Security (IEC 62443 industrial-cybersecurity checks):

| Category | Default severity | Trigger | |---|---|---| | HARDCODED_CREDENTIALS | error | Secret-named variable with a literal STRING initialiser (62443-4-2 CR 1.5). | | HARDCODED_NETWORK_ENDPOINT | warn | STRING literal that's an IPv4 dotted-quad or http(s)/tcp/opc.tcp/mqtt(s)/modbus/ssh URL (62443-4-1 SI-1). | | UNVALIDATED_INPUT_USE | info | VAR_INPUT used as array subscript or divisor with no in-POU relational guard (62443-4-2 CR 3.5). | | DEBUG_PRAGMA_IN_PRODUCTION | warn | {attribute 'monitoring'} / 'debug' / 'force_init' pragma in a non-test path (62443-4-1 SI-2). | | PERSISTENT_PLAINTEXT_SECRET | error | VAR_GLOBAL PERSISTENT / RETAIN of a secret-named variable (62443-4-2 CR 4.1). |

See the IEC 62443 mapping page for the per-clause cross-reference and suggested severity policy by Security Level. The companion MISRA-C and IEC 61508 mapping pages cover the rest of the standards-credibility surface.
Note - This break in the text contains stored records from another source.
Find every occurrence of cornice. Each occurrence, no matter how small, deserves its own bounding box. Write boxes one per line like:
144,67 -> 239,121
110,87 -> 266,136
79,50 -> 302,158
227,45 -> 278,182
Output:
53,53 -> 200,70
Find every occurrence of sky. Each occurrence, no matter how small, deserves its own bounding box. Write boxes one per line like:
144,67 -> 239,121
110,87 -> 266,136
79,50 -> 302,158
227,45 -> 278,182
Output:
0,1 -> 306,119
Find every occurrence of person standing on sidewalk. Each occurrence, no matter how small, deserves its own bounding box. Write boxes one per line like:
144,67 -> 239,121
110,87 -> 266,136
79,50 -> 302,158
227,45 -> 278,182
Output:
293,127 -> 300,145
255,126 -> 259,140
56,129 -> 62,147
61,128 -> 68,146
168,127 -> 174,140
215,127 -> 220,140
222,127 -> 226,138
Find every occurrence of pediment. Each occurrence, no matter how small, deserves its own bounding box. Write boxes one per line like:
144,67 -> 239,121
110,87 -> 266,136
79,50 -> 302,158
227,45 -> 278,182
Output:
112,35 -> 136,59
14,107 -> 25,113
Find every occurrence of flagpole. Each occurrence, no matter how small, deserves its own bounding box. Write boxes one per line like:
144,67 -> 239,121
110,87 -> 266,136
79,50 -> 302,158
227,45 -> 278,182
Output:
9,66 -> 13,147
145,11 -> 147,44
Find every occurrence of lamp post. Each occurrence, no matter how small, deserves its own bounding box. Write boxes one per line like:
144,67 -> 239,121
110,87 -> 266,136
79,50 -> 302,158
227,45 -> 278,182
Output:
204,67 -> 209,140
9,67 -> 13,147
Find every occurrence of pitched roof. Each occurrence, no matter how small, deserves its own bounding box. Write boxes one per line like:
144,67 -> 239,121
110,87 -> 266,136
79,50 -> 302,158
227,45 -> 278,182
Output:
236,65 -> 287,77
Single-revision integrity:

| Category | Default severity | Trigger | |---|---|---| | ENUM_VALUE_UNUSED | info | An enum value is declared but no longer referenced anywhere in the repo. | | ENUM_MEMBER_UNKNOWN | error | A qualified ref like E_State.IDEL doesn't match any declared member of E_State: likely a typo. | | ARRAY_INDEX_OUT_OF_BOUNDS | error | A literal index sits outside the array's declared bounds (arr[15] when arr is ARRAY [0..9]). | | DIVISION_BY_ZERO | error | The divisor is a literal 0, or a VAR_GLOBAL CONSTANT resolving to 0. | | INFINITE_LOOP | error | WHILE TRUE DO ... END_WHILE; with no EXIT inside the body. | | LOOP_BOUNDS_REVERSED | error | FOR loop bounds and step point opposite directions, per spec body never runs, on overflow-wrapping runtimes it runs ~unlimited times. | | STATE_UNHANDLED | info | A CASE on an enum has no ELSE and doesn't cover every enum value, regardless of whether the enum changed. | | UNREACHABLE_CODE | warn | A statement sits after RETURN / EXIT / CONTINUE in the same block. | | FOR_LOOP_VAR_MODIFIED | warn | Loop counter mutated inside the FOR body (PLCopen L12). | | FOR_LOOP_VAR_USED_AFTER | info | Loop counter read after END_FOR — the post-loop value is implementation-defined (PLCopen L13). | | POINTER_ARITHMETIC | warn | + / - / * / / applied to a POINTER-typed local (PLCopen E2). | | POINTER_COMPARED | warn | < / > / <= / >= applied to a POINTER-typed local (PLCopen E3). | | UNINITIALIZED_VAR_USED | warn | Local variable read before any assignment to it (PLCopen CP3). | | TIME_EQUALITY | warn | = / <> between TIME operands; brittle on tick-based runtimes (PLCopen CP28). | | MULTI_WRITER_GLOBAL | error | A global variable is written by more than one PROGRAM. Needs --project-scope (PLCopen CP26). | | COUNTER_PV_ZERO | error | CTU/CTD/CTUD initialized with PV := 0: Q always TRUE or counter useless. | | TIMER_PT_ZERO | error | TON/TOF/TP set with PT := T#0s: fires immediately or never. | | TIMER_NOT_DRIVEN | warn | A timer's Q/ET is read but no call site sets IN. | | EDGE_TRIG_REUSED | error | Same R_TRIG/F_TRIG instance fed by multiple different CLK expressions. | | FB_INSTANCE_DOUBLE_CALL | warn | Same FB instance invoked more than once in one scope's scan. | | FB_INSTANCE_NEVER_CALLED | warn | FB instance declared, its outputs read, but no call site invokes it. | | BISTABLE_DOMINANCE_MISMATCH | info | SR/RS choice mismatches the variable name's intent (heuristic). |

Configuration

Create .plc-st-review.yml at the repo root:

case_sensitive: false          # identifier casing rules; see "Case sensitivity" below

disabled_checks:
  - COMMENT_ONLY

severity_overrides:
  TIMER_VALUE_CHANGED: error   # all timer changes block merge

ignore_paths:
  - "deprecated/**"
  - "third_party/**"

safety_critical_prefixes:
  - SAFETY_
  - INTERLOCK_
  - SIL_

reporting:
  fail_on_severity: error      # exit-nonzero threshold
  comment_style: inline        # inline | summary | both (GitLab/GitHub)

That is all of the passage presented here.